Emilio Garrigues, diplomático y escritor
El más Cañabate de todos los Garrigues
No hay quinto malo, debe ser cierto. Emilio Garrigues Díaz-Cañabate, último de un quinteto que brilló en la España del siglo pasado, mejoró lo que dice el refrán. Su hermano mayor, el catedrático don Joaquín, padre del Derecho Mercantil español y premio mundial a la enseñanza del Derecho, acaparó la mayor gloria intelectual. El siguiente, Mariano, arquitecto exquisito, dejó en Madrid algunos edificios alabados por su elegante interpretación del racionalismo. Vino después Antonio, abogado, embajador y ministro, tan aplaudido por sus útiles oficios diplomáticos y jurídicos como por esa galanura que sedujo a principesas romanas y glamourosas viudas. Y seguían los pequeños: José Luis, próspero empresario y vitalista hombre de negocios y, cerrando la serie, Emilio. Ser el último en nacer y en morir no le impidió igualar a sus mayores en talla intelectual, y superarles en originalidad y en un muy campechano sentido del humor.
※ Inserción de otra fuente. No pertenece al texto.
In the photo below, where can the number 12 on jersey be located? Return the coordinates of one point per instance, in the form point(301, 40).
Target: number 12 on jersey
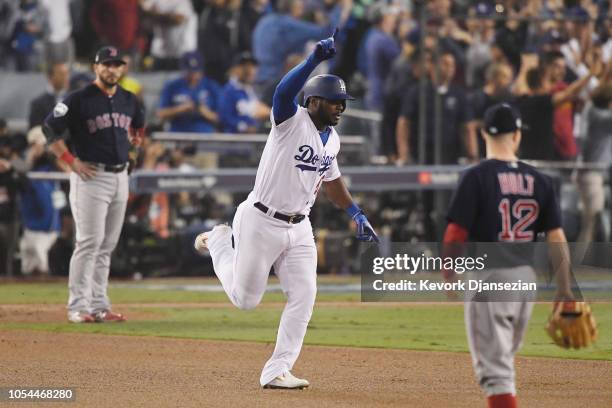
point(525, 212)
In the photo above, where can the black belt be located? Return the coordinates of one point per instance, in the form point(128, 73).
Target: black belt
point(111, 168)
point(291, 219)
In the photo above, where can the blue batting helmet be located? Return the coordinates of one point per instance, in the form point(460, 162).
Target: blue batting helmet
point(326, 86)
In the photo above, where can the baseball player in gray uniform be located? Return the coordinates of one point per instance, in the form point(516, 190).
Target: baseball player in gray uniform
point(271, 228)
point(504, 200)
point(99, 122)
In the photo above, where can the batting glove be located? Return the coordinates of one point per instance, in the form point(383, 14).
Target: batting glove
point(326, 49)
point(365, 232)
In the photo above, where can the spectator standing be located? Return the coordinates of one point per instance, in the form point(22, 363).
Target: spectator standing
point(563, 119)
point(175, 30)
point(405, 72)
point(455, 132)
point(537, 111)
point(41, 201)
point(283, 32)
point(240, 109)
point(9, 185)
point(30, 27)
point(220, 37)
point(597, 149)
point(8, 17)
point(59, 46)
point(58, 77)
point(190, 103)
point(482, 35)
point(116, 22)
point(381, 49)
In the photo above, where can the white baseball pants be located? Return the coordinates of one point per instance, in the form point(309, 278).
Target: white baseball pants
point(98, 207)
point(261, 242)
point(495, 332)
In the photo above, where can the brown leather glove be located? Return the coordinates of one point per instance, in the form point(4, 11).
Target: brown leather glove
point(572, 324)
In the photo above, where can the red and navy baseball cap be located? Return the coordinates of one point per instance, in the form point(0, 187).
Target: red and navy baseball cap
point(108, 54)
point(500, 119)
point(244, 58)
point(192, 62)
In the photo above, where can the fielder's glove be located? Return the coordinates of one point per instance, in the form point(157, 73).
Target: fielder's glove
point(572, 324)
point(326, 49)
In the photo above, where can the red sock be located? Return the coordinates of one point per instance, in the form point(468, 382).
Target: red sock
point(502, 401)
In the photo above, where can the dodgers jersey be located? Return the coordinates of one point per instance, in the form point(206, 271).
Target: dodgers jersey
point(294, 163)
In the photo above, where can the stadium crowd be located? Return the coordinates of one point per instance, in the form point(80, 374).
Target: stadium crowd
point(550, 58)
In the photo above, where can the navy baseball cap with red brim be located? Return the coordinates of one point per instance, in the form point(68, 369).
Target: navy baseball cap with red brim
point(501, 119)
point(109, 54)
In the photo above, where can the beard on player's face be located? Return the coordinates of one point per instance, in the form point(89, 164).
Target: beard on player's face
point(330, 111)
point(109, 75)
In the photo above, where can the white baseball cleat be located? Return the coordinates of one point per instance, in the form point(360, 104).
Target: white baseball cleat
point(287, 381)
point(201, 242)
point(80, 317)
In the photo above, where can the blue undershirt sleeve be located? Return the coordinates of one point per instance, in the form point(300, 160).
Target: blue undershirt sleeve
point(284, 104)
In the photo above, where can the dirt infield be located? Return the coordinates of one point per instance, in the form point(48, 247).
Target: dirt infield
point(124, 371)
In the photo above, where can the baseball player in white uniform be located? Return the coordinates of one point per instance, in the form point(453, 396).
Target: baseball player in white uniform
point(271, 227)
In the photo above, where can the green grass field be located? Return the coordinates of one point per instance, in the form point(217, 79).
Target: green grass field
point(338, 320)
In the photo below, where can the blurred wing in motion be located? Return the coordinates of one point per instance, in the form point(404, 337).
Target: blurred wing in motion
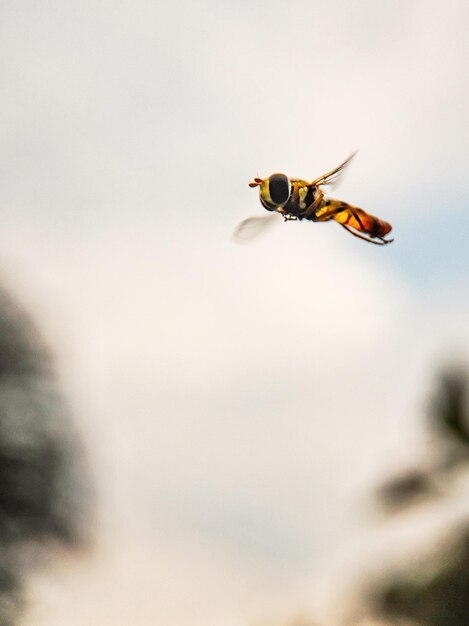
point(252, 227)
point(333, 176)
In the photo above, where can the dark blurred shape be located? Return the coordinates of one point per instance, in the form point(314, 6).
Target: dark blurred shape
point(449, 413)
point(44, 488)
point(435, 593)
point(410, 487)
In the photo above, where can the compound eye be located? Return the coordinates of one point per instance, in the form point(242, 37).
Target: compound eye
point(279, 188)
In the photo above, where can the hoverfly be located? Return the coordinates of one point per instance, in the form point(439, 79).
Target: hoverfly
point(297, 199)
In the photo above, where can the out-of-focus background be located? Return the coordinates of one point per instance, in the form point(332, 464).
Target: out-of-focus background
point(238, 404)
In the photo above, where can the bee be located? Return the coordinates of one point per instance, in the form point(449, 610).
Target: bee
point(297, 199)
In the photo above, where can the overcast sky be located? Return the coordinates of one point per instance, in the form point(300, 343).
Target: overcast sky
point(237, 399)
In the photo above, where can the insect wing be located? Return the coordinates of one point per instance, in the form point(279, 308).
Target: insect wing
point(253, 227)
point(333, 176)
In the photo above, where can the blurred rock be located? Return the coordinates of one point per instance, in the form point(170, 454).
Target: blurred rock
point(44, 488)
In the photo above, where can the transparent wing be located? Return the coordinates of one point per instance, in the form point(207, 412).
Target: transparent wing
point(333, 176)
point(252, 227)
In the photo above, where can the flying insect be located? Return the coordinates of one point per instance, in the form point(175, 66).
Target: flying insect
point(297, 199)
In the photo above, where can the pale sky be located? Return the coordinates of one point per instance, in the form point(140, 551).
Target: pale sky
point(238, 401)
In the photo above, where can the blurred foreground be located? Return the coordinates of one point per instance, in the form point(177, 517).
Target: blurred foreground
point(43, 488)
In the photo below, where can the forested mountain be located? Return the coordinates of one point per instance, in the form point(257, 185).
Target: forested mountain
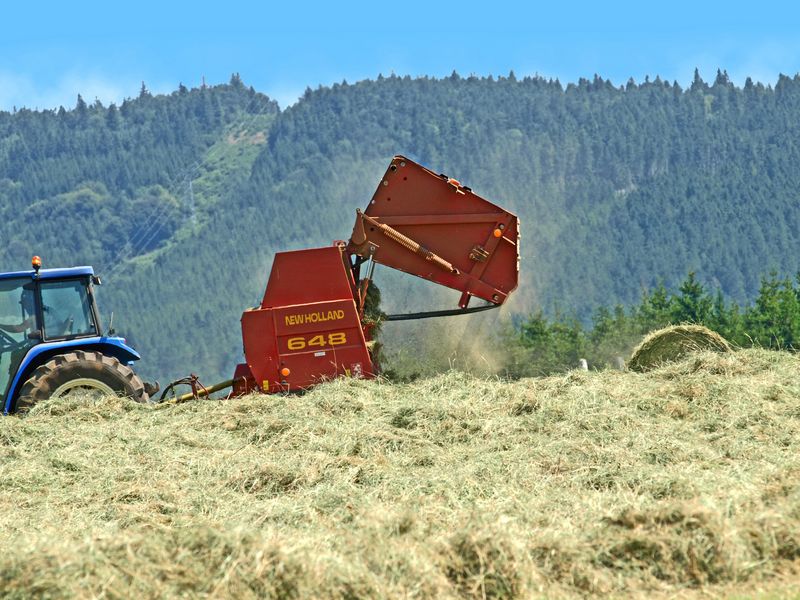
point(181, 200)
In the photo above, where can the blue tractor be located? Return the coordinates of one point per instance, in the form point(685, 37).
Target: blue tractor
point(51, 343)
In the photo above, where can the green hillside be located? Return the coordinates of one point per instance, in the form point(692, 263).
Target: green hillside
point(618, 188)
point(682, 482)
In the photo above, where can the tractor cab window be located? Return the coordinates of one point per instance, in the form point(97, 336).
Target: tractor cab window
point(17, 320)
point(67, 309)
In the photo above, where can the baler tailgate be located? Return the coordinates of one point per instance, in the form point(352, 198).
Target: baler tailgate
point(431, 226)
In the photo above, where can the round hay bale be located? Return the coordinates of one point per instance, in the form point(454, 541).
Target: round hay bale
point(672, 343)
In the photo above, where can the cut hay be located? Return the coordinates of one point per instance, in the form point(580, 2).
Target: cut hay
point(673, 343)
point(683, 482)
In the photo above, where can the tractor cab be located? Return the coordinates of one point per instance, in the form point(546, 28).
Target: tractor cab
point(51, 315)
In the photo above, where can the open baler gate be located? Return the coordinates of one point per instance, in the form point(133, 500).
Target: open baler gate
point(310, 326)
point(433, 227)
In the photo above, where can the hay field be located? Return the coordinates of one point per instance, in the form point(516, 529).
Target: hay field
point(681, 481)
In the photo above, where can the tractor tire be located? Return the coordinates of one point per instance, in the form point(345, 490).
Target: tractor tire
point(80, 370)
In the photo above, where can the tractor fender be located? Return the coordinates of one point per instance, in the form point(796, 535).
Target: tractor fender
point(41, 353)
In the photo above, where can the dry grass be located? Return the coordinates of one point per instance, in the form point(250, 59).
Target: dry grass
point(673, 343)
point(683, 480)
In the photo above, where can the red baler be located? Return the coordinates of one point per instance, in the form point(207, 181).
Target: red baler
point(310, 325)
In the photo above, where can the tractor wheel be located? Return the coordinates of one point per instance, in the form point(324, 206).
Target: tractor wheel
point(80, 371)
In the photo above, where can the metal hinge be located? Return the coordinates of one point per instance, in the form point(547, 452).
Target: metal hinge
point(479, 254)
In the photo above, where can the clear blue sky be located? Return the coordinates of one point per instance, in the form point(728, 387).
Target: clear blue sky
point(50, 52)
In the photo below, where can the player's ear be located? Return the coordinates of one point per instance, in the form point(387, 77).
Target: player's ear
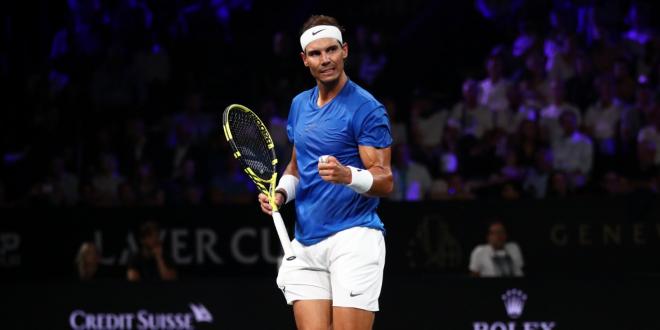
point(303, 57)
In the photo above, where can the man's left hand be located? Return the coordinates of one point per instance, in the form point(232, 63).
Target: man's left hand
point(331, 170)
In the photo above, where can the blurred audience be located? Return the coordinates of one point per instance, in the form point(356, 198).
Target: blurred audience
point(499, 257)
point(87, 261)
point(150, 262)
point(121, 109)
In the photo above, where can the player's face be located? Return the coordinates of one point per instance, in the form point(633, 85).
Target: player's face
point(325, 59)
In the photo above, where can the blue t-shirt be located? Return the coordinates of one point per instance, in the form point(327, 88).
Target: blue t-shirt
point(354, 117)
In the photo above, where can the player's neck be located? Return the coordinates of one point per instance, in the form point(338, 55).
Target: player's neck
point(328, 91)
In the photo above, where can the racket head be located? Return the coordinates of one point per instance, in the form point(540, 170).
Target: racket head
point(252, 145)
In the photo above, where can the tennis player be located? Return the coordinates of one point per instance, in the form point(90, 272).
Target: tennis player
point(340, 164)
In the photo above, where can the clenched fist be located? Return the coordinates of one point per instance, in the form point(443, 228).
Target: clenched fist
point(331, 170)
point(265, 205)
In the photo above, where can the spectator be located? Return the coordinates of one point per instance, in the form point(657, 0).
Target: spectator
point(473, 118)
point(494, 87)
point(106, 182)
point(497, 258)
point(603, 117)
point(87, 261)
point(537, 179)
point(650, 134)
point(550, 114)
point(150, 263)
point(573, 152)
point(412, 180)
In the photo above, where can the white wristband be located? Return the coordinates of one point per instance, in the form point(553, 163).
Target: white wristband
point(361, 180)
point(288, 184)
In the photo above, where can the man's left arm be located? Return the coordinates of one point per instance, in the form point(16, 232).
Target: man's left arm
point(378, 181)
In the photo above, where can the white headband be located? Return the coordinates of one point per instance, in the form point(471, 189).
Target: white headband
point(318, 32)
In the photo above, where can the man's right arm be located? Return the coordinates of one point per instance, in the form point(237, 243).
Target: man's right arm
point(280, 195)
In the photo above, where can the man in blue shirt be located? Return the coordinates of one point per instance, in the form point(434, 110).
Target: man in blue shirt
point(339, 166)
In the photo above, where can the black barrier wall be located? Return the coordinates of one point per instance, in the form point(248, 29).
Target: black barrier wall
point(406, 303)
point(558, 239)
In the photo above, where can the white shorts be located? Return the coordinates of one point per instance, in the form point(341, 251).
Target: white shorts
point(346, 268)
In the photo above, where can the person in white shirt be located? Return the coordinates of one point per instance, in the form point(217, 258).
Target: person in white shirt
point(573, 152)
point(473, 118)
point(651, 134)
point(498, 258)
point(550, 114)
point(494, 87)
point(412, 180)
point(602, 118)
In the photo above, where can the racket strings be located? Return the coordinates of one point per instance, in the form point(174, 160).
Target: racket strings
point(251, 144)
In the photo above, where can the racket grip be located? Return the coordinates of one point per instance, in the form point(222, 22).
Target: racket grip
point(283, 236)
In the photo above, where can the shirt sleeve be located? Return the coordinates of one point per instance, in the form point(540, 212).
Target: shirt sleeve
point(291, 121)
point(372, 126)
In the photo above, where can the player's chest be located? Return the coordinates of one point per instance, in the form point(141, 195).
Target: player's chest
point(325, 126)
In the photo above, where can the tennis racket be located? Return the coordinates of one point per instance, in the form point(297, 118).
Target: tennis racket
point(254, 148)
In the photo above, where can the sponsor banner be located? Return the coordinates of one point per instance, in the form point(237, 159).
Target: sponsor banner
point(561, 238)
point(429, 302)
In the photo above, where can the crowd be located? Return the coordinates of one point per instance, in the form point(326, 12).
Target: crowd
point(125, 108)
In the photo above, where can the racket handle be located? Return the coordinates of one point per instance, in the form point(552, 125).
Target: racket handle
point(283, 236)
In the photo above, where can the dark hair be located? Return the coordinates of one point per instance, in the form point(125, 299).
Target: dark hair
point(315, 20)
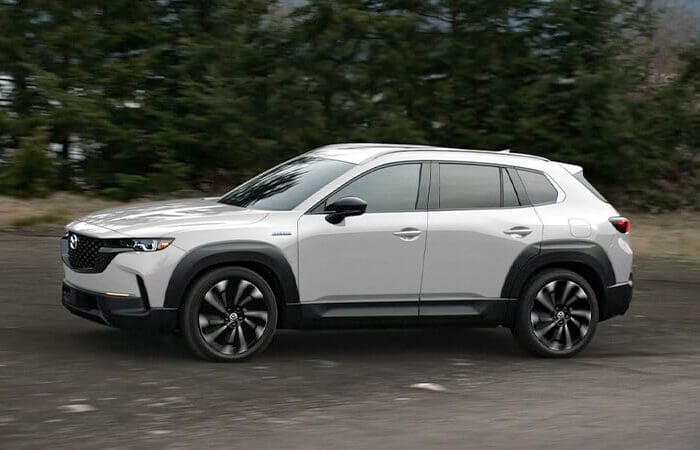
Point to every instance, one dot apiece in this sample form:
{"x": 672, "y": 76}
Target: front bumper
{"x": 617, "y": 299}
{"x": 121, "y": 312}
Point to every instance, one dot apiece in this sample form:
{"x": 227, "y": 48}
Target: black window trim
{"x": 520, "y": 191}
{"x": 424, "y": 183}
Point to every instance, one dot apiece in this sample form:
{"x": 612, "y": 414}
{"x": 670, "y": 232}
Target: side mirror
{"x": 345, "y": 207}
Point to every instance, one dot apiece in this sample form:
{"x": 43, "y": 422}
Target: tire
{"x": 229, "y": 315}
{"x": 557, "y": 314}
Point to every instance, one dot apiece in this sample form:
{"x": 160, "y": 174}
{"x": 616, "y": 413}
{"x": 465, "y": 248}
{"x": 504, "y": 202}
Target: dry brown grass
{"x": 668, "y": 235}
{"x": 47, "y": 213}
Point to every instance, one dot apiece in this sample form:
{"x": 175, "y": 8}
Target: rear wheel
{"x": 230, "y": 314}
{"x": 557, "y": 314}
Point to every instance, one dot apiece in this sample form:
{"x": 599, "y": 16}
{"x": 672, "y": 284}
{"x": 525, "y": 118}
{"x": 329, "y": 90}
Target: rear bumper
{"x": 121, "y": 312}
{"x": 617, "y": 299}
Educado en el trabajo por sus padres -¿quién de los que estudiamos derecho mercantil no recuerda la dedicatoria que encabezaba el famoso Tratado de su hermano Joaquín?- Emilio oxigenó sus fundamentos cristianos en el Instituto-Escuela. Sus inquietudes intelectuales le conectaron con la Residencia de Estudiantes, embarcándose con entusiasmo en aquella fascinante experiencia que fue La Barraca de Federico García Lorca. Fue igualmente uno de los grandes animadores del famoso Crucero por el Mediterráneo de 1932 que marcó a aquella generación de universitarios distinguidos en la República. Finalizada la guerra, ingresó en la carrera diplomática, según él, porque necesitaba salir de España, ver mundo y, con un cierto sentido regeneracionista, echar todas las llaves posibles al sepulcro del Cid. En su formación intelectual -influida, cómo no por Ortega- pesó mucho el componente germánico, que gravita en toda su producción de escritor y conferenciante.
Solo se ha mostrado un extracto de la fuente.